The formulas for Payment #1 cannot be copied to the subsequent payments because the relationships are different. In the next three steps, you will create formulas for Payment #2, and use absolute referencing for the interest rate and loan amount, so that the formulas can be copied to do the same calculations for all subsequent payments.

16. In cell B10 enter the formula: =D9*$B$4/12.

This formula refers to the remaining loan balance after making the first payment was made, and uses an absolute (fixed) reference to cell B4, the interest rate.

17. In cell C10, enter the formula =$B$6-B10 to compute the dollar amount of Payment #2 applied to the principal.

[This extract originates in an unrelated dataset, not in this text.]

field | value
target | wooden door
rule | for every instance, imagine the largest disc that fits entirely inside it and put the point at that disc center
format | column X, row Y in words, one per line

This formula subtracts the interest paid from the payment amount, which is a constant value (and does not change).

18. In cell D10, enter the formula =D9-C10 to compute the dollar amount of the remaining loan balance after Payment #2 is made.

The loan balance formula now has a relationship you can copy to the other payments. This formula subtracts the principal amount of this payment from the previous balance.

You are now ready to copy the formulas from payment #2 for the additional payments. To do this you will use the fill handle, but you will also be introduced to a shortcut that can save you even more time when copying formulas with the fill handle.

19. Select cells B10:D10.

You are selecting the formulas for Payment #2. Remember when selecting cells, the mouse pointer should appear as a thick white plus sign rather than the skinny black plus sign, indicating the fill handle.

20. Keeping these cells selected, double-click the fill handle in cell D10.

Excel has copied the formulas down through the last payment, Payment #360. When you double-click the fill handle, Excel will copy the contents of the cell until it sees a blank row. This is just one of the great and many reasons that you are learning Excel! You can move to the last cell in this worksheet with Control+End.

21. Save this workbook as Loan Amortization and then close it, and then use it anytime you need a loan amortization schedule.